— Вот видишь, — говорил ему Саша Дремов — «коллега» с кафедры общей истории философии одного из параллельных учреждений. — Мы полагали, что область фантастики не касается наших сфер; но вот приходится. Гносеологические тенденции древней Индии, «как ни странно» (он выделил тоном), порою оказываются наиболее актуальными в век индустриальных наук. Я уж не говорю о Чарвака и прочем — это само собой; но связь Платона с ведийской философией и собственно гносеологией теперь очевидна — это уж общее место, — кстати, ты читал статью Пантелеева? — да, ну да, — так вот, связь эта очевидна, а раз так, то вся европейская «футурологическая» — утопическая — традиция оказывается опрокинутой в Индию; все учитывают Платона. Его идеальное государство — прообраз фантазии Кампанеллы и так далее; да что
— По
— Ну да, верно; а я про что? — воодушевился Саша. — Но, во-первых, ты, так или иначе, занимался и тем и другим.

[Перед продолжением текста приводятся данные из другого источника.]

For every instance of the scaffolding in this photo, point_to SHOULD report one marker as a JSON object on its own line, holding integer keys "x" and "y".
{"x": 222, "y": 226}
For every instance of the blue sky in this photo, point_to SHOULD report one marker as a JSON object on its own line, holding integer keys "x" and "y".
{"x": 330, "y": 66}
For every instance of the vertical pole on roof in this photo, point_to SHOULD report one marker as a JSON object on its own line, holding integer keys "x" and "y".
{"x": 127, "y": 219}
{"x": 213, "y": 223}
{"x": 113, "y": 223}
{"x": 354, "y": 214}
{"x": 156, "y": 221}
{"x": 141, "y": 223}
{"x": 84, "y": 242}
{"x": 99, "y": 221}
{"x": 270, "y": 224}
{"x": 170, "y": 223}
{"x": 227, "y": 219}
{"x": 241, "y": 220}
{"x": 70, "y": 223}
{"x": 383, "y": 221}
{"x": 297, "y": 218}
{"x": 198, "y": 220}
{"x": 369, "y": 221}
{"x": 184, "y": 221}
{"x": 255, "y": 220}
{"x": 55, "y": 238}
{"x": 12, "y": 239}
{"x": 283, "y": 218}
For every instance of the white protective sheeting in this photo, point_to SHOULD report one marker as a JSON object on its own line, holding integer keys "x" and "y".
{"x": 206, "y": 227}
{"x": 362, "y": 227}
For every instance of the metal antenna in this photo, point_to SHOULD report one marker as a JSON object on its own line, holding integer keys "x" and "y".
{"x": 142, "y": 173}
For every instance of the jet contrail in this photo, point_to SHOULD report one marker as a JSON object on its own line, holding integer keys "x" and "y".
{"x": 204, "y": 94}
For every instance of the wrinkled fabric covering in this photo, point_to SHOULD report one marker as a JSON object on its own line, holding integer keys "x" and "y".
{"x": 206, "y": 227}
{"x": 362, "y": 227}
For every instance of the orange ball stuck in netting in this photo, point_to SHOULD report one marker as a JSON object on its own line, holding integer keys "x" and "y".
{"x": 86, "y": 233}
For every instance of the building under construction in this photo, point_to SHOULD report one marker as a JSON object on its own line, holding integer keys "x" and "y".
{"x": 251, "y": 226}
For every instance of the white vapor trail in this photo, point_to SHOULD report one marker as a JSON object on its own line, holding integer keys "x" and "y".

— Кантом я отдельно не занимался, — задумчиво сказал Алексей… на краткий миг представив о Канте не то, что относилось до этого разговора.
— Ну, кому ты говоришь это? Ты и Кант? не позируй и не кокетничай; небось справишься. А именно потому, что это слишком разное, а ты — один, у тебя получится здорово. У тебя органически типологическое мышление.
— Может, и Гегеля
— Да ясно, но все равно: Гегель — уж чересчур; оставьте… кому другому.
«Что там ноет, серое, — помнил, между тем, Алексей. — А… Маша».
— Ладно, и Кант и Герцен, — добавил он к своей последней реплике. — Но не Гегель — нет. Это будет растекание мысли по древу.
Они еще поспорили — и разошлись.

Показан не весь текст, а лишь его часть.